İlginçtir ki, yine bu dönemde Türkiye’deki AK Parti Hükümeti de Kıbrıs’taki pozisyonlarını artık saklama ihtiyacı duymadı. Bu dönem, artık Kıbrıs’ın kuzeyinde Dünya’ya yönelik kurulan göstermelik Demokrasi Vitrini de Kırıldı.

Bu yapılanlarla toplumda bir “Kabullenilmiş Çaresizlik” duygusu yaratılmaya çalışıldı. Bu çerçevede, açıkça görüldü ki mücadelede zafiyetler de yaşandı. Mücadelenin yükseltilmesi için, çalışanların ve tabii ki başta onların örgütlerinin bir an önce bu Olumsuz Psikolojiden kurtulması gerekiyor.

Tüm olumsuzluklara karşın bu dönemde, çalışanların haklarını korumak ve Toplumsal Varlığımıza yönelik saldırılara karşı, gerek diğer örgütlerle birlikte, gerek ise  DEV-İŞ olarak grevler ve mitingler gerçekleştirdik. Bu süreçlerde DEV-İŞ üyeleri alınlarının akıyla, ellerinden gelen mücadeleyi ortaya koydular, grevlere yoğun olarak katıldılar. Bazı eylemlerde DEV-İŞ üyeleri ile diğer örgütlerden de dostlarımız tutuklanıp kodese konulup haklarında davalar da okundu, ancak baskılar üyelerimizi yıldırmadı.

Ama Arkadaşlar, Onlar “İyi İşler” yaptıklarını sanıyorlar yaa! “Daha Yapacak İşleri Varmış” diyorlar. Daha “Kıdem Tazminatlarını Kaldıracakmışlar”, “İhtiyat Sandığı Hakkımızı Daha da Düşürecekmişler”, 1Milyon 200bin metreküp kapasiteli Petrol Dolum Tesisi yapılma izni verip ülkemizin hava alma alanlarını yok etmeye ve Kıbrıs’ın kuzeyini Karanlık iş çevreleri için kara para aklama yeri, Üç Kıtanın Kara Deliği yapmaya kararlılar.

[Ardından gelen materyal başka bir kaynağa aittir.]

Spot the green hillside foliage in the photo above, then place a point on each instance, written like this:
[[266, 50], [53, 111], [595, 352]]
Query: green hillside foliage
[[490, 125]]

Karşı Çıkacağımızı da biliyorlar ya, bizi sindirmek için Tazzikli su, gaz ve boya atan Toma aracı için de ihaleye çıktılar. Açıkça “Karşı Duranı Döveriz” demeye getiriyorlar. Fakat belli ki hala bu halkı tanımamışlar. 2003 yılında yapılan mitinglerin En Büyüğü, miting saatinden önce meydanda Bomba bulunması ile olmuştu. “Bomba Var” haberini duyan yurttaşlarımız meydana dolup “Bizi Ölümle Korkutamazsınız” demişti. Şimdi bunların Toma’larıdan mı Korkacağız?

Belli ki Kavga daha da büyüyecek ve hiç kuşkusuz ki, önümüzdeki dönemdeki mücadelede siz DEV-İŞ’liler yine ön saflarda olacaksınız. Çünkü Arkadaşlar bu Kavga Bizim, Çünkü bu Memleket Bizim.

 

Değerli Dostlar; geçtiğimiz dönem içerisinde bir yandan saldırılara karşı mücadele ederken, diğer yandan da örgütlülüğümüzü koruyup geliştirmek ve kurumsal yapımızı güçlendirmek için uğraşlarımızı sürdürdük.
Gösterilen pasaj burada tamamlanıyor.